Day 4-5: Staff briefing. A 15-minute session covering the policy, with Q&A. Record attendance. This is part of your Article 32 documentation of organizational measures.
Week 3: Technical configuration
If using Copilot:
- Run a SharePoint permissions audit. Export permissions for all sites containing client data.
- Remediate: remove overly broad access groups, create role-based groups, move sensitive documents to restricted libraries.
- Deploy sensitivity labels. At minimum: Public, Internal, Confidential, and Highly Confidential (Section 203) if applicable.
- Configure auto-labeling rules for common patterns: tax ID numbers, client reference formats, contract headers.
- Enable DLP policies to prevent external sharing of Confidential and Highly Confidential documents.
If using ChatGPT Team:
- Set up the workspace in the admin console.
- Migrate users from personal accounts to the Team workspace.
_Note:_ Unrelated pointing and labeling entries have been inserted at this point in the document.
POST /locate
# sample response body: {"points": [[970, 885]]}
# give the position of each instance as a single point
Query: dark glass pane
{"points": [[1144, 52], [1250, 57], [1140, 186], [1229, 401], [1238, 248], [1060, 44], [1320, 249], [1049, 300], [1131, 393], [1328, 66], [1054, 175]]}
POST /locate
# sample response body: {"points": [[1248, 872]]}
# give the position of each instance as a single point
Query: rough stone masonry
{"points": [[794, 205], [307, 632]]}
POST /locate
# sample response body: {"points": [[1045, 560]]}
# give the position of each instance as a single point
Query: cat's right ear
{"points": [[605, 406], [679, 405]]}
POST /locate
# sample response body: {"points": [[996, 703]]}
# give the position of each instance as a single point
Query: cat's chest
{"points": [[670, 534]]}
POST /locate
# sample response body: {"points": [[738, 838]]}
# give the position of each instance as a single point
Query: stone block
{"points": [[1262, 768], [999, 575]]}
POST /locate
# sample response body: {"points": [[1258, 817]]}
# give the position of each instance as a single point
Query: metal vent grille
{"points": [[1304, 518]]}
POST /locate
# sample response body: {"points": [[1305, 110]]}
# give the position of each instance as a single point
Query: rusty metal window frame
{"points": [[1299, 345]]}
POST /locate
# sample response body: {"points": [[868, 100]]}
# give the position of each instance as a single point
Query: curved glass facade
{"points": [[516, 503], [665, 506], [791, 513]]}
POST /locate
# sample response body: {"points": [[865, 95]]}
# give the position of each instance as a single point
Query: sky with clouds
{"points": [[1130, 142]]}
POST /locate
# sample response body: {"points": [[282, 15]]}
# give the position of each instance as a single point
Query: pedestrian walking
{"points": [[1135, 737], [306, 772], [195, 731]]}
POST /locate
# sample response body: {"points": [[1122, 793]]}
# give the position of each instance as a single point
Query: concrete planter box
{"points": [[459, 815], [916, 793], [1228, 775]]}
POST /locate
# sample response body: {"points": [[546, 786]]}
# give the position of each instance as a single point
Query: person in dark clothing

- Disable personal account access to ChatGPT on corporate devices if possible (browser policy, firewall rules).
- Verify that training is disabled in the workspace settings.
Week 4: Documentation
DPIA. Complete the data protection impact assessment. Document the processing, the risks, the mitigation measures, and the residual risk. Consult your DPO.
Records of processing. Update your Article 30 records to include AI tool processing. Document the processor (OpenAI/Microsoft), the data categories, the legal basis, and the retention periods.
Transfer Impact Assessment. If data is processed in the US, complete the TIA documenting your assessment of data protection adequacy.
This is not a perfect implementation. Perfect takes months and costs a fortune. This is a defensible implementation that addresses the major compliance requirements and puts your firm in a position where you can answer a regulator’s questions with documentation, not excuses.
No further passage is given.